Maximilian hatte das Erbe seines Vaters an sich gerissen, die Ehe seines Bruders zerstört, und nun gehörte auch Amalia ihm. Das Mädchen, ein Abbild seiner Mutter, erinnerte ihn Tag für Tag an Bella und an das, was zwischen ihnen gewesen war. Aber er war kein Mann, der sich über Dinge aufregte, die der Vergangenheit angehörten.
In gewisser Weise verstand er seinen Sohn. Frederico war ihm sehr ähnlich. Unversöhnlich in seiner Ablehnung. Und unerbittlich, wenn es um sein Territorium ging.
Amalia war ein unabhängiges Mädchen. Sie beklagte sich nie über Frederico. Wenn er sie zu demütigen versuchte, nahm sie es stoisch hin, was ihn zu noch gröberen Scherzen veranlasste.
Auch Maximilian hatte mit dem spät geborenen Bruder die Zuneigung seiner Eltern teilen müssen. Zwanzig Jahre lang war er ihr Kronprinz, ihr Stolz gewesen.

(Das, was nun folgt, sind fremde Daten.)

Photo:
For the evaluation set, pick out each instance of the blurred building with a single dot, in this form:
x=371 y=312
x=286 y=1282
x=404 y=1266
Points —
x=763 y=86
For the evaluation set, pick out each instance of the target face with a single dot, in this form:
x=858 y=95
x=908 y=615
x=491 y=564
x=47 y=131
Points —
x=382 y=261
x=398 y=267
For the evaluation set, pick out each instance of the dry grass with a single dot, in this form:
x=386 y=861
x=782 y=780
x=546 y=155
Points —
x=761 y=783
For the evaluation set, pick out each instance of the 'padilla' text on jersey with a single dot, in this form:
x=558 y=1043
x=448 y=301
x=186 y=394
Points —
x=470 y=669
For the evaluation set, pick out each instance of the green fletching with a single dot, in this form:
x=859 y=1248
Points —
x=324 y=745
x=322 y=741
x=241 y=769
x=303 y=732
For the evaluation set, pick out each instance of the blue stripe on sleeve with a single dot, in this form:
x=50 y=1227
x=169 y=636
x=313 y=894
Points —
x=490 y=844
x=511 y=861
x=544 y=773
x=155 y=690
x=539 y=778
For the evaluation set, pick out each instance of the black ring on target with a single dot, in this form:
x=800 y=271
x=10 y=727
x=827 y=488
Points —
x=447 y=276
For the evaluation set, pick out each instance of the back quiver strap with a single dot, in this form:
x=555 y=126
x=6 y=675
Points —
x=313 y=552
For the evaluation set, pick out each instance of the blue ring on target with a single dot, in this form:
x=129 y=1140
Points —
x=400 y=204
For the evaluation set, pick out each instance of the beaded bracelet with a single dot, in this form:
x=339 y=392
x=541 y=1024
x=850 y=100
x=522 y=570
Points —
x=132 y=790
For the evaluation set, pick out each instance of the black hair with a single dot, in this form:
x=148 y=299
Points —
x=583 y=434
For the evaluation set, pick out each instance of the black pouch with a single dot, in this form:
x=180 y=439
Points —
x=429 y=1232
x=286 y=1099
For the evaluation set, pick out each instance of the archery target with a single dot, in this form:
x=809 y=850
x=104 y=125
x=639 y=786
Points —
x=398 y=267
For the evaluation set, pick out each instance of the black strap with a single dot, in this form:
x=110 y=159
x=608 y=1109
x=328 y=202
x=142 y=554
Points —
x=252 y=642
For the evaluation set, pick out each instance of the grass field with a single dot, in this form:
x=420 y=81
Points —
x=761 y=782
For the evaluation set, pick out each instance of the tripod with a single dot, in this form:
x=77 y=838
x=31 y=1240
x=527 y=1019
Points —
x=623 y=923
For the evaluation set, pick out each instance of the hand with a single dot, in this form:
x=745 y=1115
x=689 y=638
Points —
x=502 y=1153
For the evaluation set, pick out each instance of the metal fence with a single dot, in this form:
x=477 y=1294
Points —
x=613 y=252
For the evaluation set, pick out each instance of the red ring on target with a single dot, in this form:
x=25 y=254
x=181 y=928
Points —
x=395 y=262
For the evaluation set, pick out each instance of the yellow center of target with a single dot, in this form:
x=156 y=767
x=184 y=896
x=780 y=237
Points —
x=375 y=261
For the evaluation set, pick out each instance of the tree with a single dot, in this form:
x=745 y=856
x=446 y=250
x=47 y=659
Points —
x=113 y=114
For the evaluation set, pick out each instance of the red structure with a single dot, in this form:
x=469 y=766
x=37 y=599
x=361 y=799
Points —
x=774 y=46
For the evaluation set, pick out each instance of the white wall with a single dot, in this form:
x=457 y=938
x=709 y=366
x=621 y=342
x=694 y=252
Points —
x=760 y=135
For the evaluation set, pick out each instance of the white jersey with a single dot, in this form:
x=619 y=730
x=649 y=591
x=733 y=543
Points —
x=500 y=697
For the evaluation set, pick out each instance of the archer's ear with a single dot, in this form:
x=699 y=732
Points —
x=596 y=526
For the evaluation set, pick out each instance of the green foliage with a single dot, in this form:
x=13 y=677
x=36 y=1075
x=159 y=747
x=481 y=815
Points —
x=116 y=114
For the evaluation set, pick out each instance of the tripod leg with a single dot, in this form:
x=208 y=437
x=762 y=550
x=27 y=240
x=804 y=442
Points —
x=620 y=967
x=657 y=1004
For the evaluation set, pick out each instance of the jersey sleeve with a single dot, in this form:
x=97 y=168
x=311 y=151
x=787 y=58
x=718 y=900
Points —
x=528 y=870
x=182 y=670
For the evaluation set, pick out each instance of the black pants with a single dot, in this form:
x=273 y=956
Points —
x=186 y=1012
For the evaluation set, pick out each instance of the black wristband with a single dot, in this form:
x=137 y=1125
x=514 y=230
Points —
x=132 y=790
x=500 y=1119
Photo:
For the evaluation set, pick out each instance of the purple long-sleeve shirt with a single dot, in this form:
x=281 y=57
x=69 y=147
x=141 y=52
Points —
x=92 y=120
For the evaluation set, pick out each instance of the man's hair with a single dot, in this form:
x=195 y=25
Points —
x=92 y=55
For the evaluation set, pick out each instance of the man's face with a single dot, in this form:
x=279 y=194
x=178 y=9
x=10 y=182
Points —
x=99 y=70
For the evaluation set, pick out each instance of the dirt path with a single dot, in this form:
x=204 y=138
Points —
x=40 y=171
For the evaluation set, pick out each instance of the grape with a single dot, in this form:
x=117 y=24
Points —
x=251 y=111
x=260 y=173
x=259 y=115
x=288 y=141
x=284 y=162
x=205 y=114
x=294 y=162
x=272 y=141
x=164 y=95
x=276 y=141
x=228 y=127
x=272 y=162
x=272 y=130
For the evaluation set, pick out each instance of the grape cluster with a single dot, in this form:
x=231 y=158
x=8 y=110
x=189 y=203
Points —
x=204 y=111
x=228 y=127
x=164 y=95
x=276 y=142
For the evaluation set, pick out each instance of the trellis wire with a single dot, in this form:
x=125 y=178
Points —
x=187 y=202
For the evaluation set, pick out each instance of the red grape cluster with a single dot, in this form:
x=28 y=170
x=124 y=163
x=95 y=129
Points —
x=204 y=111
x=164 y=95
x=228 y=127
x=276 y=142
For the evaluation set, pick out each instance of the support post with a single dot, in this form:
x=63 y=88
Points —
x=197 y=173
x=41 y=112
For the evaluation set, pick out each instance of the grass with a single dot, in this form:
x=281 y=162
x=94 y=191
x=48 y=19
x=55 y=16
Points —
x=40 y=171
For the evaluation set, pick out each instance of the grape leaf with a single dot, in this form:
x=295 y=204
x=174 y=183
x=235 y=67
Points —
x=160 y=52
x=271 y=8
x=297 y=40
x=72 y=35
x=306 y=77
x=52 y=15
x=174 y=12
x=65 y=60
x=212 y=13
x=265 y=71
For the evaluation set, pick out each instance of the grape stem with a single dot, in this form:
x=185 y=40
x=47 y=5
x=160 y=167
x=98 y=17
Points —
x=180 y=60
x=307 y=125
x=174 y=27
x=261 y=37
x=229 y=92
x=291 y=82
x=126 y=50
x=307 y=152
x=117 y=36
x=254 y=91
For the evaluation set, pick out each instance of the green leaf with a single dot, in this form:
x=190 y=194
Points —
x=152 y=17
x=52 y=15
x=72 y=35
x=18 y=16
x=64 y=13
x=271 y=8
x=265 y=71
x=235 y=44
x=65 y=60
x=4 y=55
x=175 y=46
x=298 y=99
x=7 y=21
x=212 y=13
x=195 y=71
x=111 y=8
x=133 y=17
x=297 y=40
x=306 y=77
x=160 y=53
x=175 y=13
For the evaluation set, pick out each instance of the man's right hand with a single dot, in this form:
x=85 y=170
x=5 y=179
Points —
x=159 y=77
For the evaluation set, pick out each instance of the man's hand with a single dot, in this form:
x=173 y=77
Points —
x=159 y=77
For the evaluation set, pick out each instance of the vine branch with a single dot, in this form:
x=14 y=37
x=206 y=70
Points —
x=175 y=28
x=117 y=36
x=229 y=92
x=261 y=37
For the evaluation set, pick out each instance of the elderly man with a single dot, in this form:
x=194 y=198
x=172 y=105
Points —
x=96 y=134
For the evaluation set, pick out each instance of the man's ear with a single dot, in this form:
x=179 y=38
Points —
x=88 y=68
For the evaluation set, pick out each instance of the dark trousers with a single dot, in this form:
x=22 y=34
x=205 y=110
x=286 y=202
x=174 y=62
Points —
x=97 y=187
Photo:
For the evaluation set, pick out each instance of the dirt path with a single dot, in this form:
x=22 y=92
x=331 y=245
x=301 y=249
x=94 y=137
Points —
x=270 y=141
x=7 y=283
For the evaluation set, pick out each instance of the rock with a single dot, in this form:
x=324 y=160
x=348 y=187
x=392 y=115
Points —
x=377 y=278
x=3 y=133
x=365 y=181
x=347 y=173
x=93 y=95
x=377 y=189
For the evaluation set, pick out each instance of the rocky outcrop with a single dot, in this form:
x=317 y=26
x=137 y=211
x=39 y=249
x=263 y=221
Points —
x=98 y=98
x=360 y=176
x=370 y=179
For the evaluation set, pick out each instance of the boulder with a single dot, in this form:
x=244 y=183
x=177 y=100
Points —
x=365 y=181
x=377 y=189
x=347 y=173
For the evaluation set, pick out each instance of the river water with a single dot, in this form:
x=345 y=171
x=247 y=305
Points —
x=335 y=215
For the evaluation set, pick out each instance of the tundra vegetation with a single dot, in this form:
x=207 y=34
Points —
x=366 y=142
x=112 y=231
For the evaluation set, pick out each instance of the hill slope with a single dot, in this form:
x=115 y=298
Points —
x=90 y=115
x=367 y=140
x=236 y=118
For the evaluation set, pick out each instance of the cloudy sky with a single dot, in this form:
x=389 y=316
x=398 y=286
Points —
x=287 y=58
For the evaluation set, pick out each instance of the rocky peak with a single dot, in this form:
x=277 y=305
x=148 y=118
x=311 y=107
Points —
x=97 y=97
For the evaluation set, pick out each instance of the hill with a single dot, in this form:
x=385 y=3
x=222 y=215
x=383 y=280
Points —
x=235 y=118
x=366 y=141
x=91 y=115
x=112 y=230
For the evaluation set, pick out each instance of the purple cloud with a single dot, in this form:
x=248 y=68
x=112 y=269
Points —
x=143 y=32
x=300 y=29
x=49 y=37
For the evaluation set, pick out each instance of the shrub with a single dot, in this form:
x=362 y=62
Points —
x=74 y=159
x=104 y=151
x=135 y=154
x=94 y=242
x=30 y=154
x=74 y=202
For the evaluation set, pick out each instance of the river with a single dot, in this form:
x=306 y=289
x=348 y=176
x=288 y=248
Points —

Johann entwickelte sich zu einem Wunderkind. Mit drei Jahren begann er Klavier zu spielen, mit fünf bekam er seine erste Geige. Sein musikalischer Höhenflug war unaufhaltsam. Mit zwanzig Jahren war er erster Geiger in einem großen Orchester. Er reiste um die ganze Welt. Während Johann sich seiner Kunst widmete, widmete sich Maximilian den Firmen seines Vaters und sorgte dafür, dass sein Bruder am Ende keinen Heller erhielt.